I push myself off the table with a hiss, grab my shirt, and start to pull it back on.
“Careful,” she says without looking up. “You tear it worse, and you’ll be out the rest of the season.”
“I’ll behave.”
“Doubt that.”
I walk to the door, slow and limping. Before I leave, I pause. “You ever go out for drinks with the team?”
“No.” Her tone is abrupt and rather cutting.
“Why not?”
She looks up then, steady. “Because I don’t shit where I work.”
My eyebrows shoot up to my hairline at the way she rolled that off her tongue. “Language, Clarke.”
“Don’t pretend you’re offended.” With her arms now crossed over her chest, she shakes her head in disbelief but I’m distracted by her tits. They’re now pushed up and resting above her arms, and I can see the swell of them through the thin fabric of her tee.
I smirk. “One drink. Doesn’t have to mean anything.”
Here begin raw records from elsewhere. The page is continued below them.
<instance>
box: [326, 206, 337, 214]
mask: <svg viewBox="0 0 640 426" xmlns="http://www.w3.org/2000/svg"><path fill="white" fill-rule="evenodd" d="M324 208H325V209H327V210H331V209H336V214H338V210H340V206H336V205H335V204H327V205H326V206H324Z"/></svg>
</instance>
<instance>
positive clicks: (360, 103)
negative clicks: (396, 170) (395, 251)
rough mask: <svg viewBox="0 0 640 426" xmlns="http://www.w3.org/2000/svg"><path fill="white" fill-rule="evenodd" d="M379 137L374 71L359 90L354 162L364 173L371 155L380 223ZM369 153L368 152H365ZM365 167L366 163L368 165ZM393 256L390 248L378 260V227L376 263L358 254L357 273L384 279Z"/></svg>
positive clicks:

“It never does with you, does it?”
And there it is. Sharp, straight to the gut. I don’t respond. Just hold her gaze for a beat too long, then nod once and step into the hall.
As I walk away, ankle screaming and shoulder stiff, I know I’m already in trouble.
Because she sees straight through me.
And I haven’t decided yet whether that’s terrifying or exactly what I’ve been waiting for.